The real danger in China’s influx of investments into Malaysia


KUALA LUMPUR: The influx of investments into Malaysia from China is not a problem, provided these are well managed, says Wan Saiful Wan Jan, a Visiting Senior Fellow at ISEAS-Yusof Ishak Institute of Singapore.

The real concern, he says in an opinion piece in Today Online, is its effect on democracy, human rights and standards of governance.

China has shown that economic growth can be achieved without the need to strengthen liberal democracy or respect human rights, while strengthening one-party rule.

“This can have a real impact on the fate of liberal democracy and human rights in Malaysia.

“As argued by Columbia University’s Professor of Political Science Andrew Nathan: ‘Beijing’s pragmatic efforts to protect its regime and pursue its interests abroad have a negative impact on the fate of democracy … China encourages authoritarian regimes elsewhere by the power of example’.

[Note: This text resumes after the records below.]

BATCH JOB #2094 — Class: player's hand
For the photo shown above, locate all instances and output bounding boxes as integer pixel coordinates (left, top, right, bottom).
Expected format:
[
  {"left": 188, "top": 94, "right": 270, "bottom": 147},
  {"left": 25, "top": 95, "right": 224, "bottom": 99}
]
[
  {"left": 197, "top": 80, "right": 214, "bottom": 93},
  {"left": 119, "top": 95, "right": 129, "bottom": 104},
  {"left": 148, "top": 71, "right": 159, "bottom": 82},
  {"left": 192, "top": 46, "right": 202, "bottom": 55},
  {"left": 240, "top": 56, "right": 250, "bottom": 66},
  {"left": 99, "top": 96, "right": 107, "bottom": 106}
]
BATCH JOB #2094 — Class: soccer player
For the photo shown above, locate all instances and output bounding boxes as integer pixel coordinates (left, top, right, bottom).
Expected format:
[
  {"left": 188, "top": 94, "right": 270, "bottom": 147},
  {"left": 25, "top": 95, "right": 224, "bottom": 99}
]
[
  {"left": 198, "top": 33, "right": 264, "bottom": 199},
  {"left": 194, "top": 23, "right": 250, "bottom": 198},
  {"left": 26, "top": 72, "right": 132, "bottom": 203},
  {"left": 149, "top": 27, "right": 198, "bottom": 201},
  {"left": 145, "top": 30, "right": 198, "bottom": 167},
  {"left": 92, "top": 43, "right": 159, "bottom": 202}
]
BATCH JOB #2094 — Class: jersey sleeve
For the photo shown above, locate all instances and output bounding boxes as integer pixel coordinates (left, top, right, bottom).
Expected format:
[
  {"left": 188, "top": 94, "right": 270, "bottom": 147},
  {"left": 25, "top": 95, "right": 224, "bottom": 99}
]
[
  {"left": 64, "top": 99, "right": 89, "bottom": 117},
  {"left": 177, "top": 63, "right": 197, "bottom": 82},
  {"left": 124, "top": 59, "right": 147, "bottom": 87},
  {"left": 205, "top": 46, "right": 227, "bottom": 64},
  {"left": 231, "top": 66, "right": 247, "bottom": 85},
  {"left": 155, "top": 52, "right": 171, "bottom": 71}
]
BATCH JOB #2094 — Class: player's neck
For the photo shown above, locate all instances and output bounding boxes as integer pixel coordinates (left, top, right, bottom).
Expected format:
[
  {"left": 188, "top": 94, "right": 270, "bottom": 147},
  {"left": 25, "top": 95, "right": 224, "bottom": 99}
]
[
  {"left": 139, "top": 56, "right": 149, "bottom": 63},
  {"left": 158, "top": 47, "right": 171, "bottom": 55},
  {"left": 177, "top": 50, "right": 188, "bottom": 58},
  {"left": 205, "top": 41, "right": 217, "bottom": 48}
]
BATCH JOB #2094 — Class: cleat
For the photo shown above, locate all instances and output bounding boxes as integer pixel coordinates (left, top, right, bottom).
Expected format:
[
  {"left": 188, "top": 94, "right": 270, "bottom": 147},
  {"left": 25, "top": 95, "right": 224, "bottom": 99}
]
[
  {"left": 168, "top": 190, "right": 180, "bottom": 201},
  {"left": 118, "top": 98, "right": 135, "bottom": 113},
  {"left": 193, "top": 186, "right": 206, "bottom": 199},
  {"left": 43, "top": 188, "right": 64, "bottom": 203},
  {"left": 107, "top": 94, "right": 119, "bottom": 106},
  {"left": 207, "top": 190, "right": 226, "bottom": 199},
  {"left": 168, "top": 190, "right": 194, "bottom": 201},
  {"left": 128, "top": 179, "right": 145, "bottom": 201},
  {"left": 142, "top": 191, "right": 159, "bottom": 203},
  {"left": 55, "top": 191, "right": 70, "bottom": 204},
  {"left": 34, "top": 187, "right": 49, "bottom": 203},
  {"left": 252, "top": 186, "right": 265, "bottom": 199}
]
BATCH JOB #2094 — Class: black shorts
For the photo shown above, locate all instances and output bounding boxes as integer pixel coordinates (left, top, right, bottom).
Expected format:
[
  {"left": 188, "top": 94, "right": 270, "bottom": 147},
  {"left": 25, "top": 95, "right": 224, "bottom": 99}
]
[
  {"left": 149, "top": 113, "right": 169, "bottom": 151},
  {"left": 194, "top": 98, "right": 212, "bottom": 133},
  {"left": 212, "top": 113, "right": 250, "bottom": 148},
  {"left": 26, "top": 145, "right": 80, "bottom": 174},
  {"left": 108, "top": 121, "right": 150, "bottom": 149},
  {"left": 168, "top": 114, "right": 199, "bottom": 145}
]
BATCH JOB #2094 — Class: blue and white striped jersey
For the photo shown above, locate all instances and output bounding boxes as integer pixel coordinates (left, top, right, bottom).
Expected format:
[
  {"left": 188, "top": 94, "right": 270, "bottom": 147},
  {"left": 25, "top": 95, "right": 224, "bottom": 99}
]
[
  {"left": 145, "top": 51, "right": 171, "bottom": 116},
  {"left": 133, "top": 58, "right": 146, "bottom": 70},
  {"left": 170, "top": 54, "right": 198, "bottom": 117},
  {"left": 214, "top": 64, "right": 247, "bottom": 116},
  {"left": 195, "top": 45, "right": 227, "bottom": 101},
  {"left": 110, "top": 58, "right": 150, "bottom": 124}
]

“The rise of China’s economic power shows to Malaysia, and any other country for that matter, that it is possible to create economic growth without extending political and social freedoms to citizens, while at the same time strengthening one party rule.”

Saying that China playing a dominant role in the world is the new normal, Wan Saiful adds that if this, especially investment inflows, is managed properly, it will be a positive catalyst for Malaysia’s growth.

The key is to acknowledge the issues and concerns, and then to devise steps to tackle them while staying committed to enhancing good governance, he asserts.

“Thus, while Malaysia should be open to China’s funds, it is Malaysia that needs to remain committed to the pursuit of a rules-based, competitive and transparent economic system.”

Wan Saiful, who is the chief executive of think tank IDEAS, says the responsibility of ensuring good governance in Malaysia lies with the Malaysian government and the Malaysian people, not China.

“The question is whether the current Malaysian administration sees the rise of China as a motivator to pursue good governance, transparency and liberal democracy, or as an opportunity to adopt authoritarian capitalism with a view to strengthen one-party rule, especially at a time when their grip on power is loosening.”

Wan Saiful warns: “With all the problems besetting the current Malaysian administration, it is not difficult to imagine Malaysia evolving in the wrong illiberal direction.”

He notes, too, that as China pursues its One Belt, One Road agenda, the flow of money is growing, with Malaysia recording an increase in Chinese investments of 1,064%, from 2012 to 2015.

He says studies show that opening a country’s economy to investors more often than not creates economic growth that benefits the population as a whole.

“Nevertheless, the volume, speed and style with which this has happened have raised questions.”

Wan Saiful then writes about some of the problems created as a result of this, including whether the influx of funds from China is a real investment or just a long-term soft loan.

He notes that long-term soft loans from China have got other countries, such as Venezuela, into trouble.

Wan Saiful says in some of the recently announced projects in Malaysia, the Chinese government, through its state arm, provides financing to special purpose vehicles created by the Malaysian government on the understanding that the top-tier contractor would be a Chinese company.

“Upon completion of the project, the Malaysian entity is still liable to pay back the loan with interest. Some of the loans are also guaranteed by the Malaysian government, which means there is very minimal risk on China’s part.”

The biggest example is the East Coast Railway Line (ECRL). China gains the most from this project.